When accessed through the IVirtualNode interface (as JavaScript does), camelCase names like backgroundColor are automatically converted to background-color.

VirtualConsole

VirtualConsole (src/BrowserApi.Runtime/VirtualDom/VirtualConsole.cs) records messages as ConsoleMessage(Level, Text) records:

var console = new VirtualConsole();
console.Log("value:", 42);

Assert.Equal("log", console.Messages[0].Level);
Assert.Equal("value: 42", console.Messages[0].Text);

console.Clear();
Assert.Empty(console.Messages);

CSS Selector Support

The virtual DOM supports simple CSS selectors via SimpleSelector:

  • Tag name: div, span, input
  • ID: #app, #main-nav
  • Class: .active, .btn.primary
  • Compound: div.container, input#email, li.active
  • Comma-separated: h1, h2, h3

It does not support combinators (>, +, ~), pseudo-classes (:hover, :nth-child), pseudo-elements (::before), or attribute selectors ([type="text"]).

Limitations

The virtual DOM is a simplified model.

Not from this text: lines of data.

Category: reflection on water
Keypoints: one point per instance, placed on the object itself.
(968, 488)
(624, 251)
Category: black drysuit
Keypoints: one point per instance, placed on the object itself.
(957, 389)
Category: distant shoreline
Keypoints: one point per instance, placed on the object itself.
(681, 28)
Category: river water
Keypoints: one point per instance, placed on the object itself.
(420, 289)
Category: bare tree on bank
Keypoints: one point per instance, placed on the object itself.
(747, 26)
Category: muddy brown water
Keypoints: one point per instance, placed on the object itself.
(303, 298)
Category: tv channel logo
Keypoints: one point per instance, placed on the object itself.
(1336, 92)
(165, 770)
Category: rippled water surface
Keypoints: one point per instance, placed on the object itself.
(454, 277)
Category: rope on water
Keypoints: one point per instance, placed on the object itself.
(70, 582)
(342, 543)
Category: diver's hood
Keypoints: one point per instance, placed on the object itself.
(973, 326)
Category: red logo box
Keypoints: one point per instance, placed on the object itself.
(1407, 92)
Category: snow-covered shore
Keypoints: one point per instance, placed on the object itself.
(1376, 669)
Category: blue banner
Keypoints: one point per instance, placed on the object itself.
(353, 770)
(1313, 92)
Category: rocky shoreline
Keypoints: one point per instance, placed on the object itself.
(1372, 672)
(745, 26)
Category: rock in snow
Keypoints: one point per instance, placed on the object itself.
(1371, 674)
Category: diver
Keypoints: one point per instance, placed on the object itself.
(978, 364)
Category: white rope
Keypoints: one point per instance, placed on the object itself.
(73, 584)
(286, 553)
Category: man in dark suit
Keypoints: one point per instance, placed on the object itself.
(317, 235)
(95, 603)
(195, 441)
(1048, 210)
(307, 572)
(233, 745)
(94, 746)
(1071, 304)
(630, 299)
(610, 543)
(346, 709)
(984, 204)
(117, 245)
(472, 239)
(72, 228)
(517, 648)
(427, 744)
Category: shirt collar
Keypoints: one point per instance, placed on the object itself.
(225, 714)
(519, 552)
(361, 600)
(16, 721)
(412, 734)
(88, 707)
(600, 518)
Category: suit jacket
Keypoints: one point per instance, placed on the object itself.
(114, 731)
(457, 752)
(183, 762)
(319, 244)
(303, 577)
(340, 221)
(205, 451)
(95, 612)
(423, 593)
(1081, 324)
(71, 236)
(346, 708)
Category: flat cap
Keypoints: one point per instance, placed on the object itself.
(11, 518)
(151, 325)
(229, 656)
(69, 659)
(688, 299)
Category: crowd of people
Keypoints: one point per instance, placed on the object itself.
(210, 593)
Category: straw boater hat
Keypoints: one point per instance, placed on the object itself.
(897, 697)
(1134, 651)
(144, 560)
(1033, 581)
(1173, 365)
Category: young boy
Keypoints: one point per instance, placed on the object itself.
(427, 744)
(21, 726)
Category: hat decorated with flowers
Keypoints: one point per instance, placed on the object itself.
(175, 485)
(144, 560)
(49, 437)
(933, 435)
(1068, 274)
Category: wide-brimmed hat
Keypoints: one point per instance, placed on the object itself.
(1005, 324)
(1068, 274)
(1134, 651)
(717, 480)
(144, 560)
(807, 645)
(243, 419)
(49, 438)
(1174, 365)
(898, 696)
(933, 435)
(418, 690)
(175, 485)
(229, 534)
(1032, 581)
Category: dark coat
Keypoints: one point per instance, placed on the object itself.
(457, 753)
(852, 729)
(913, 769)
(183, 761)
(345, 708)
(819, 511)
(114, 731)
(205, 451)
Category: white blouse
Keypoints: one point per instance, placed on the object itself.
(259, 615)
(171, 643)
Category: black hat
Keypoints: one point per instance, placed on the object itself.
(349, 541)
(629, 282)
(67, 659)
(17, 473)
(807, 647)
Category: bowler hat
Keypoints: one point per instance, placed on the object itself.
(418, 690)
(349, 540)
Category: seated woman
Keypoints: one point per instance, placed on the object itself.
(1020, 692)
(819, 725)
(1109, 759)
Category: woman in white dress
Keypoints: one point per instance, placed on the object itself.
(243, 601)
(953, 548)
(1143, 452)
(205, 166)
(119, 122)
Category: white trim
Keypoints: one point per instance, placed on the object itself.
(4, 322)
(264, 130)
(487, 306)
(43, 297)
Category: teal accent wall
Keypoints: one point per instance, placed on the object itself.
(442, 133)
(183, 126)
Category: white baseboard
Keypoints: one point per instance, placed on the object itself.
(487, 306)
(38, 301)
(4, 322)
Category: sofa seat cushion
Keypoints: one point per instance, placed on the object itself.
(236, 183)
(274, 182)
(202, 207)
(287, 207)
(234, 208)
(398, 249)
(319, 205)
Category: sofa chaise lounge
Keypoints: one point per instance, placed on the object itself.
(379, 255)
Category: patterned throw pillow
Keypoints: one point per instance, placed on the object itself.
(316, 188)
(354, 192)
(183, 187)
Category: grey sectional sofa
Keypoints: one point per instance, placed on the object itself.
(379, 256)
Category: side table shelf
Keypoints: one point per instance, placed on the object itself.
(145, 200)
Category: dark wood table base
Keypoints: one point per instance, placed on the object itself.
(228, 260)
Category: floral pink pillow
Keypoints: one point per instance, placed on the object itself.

It does not support:

Feature Why Not
CSS layout / computed styles No layout engine -- offsetWidth, getBoundingClientRect() are not implemented
Visual rendering No pixel rendering -- cannot screenshot or visually compare
Network requests (fetch, XMLHttpRequest) No network stack in Jint
Web APIs beyond basic DOM No IntersectionObserver, ResizeObserver, MutationObserver
CSS cascade / specificity Inline styles only -- no stylesheet processing
Complex selector combinators >, +, ~ are not supported
Event propagation / bubbling AddEventListener is a no-op in JintBackend
Timers (setTimeout, setInterval) Not wired in the default Jint setup

When to Use a Real Browser

Use BrowserEngine for:

  • DOM structure tests (create elements, set attributes, query)
  • CSS value serialization tests (pure ToCss() assertions)
  • Console output assertions
  • HTML snapshot testing
  • Unit testing component logic that manipulates the DOM

Use Playwright/Selenium when you need:

  • Visual regression testing
  • CSS layout verification (flexbox, grid, positioning)
  • Network request testing
  • Real event simulation (click, scroll, drag)
  • Browser-specific behavior validation
  • Performance profiling

A good testing strategy uses BrowserEngine for the bulk of tests (fast, reliable, CI-friendly) and reserves real browser tests for the scenarios that genuinely require rendering or network behavior.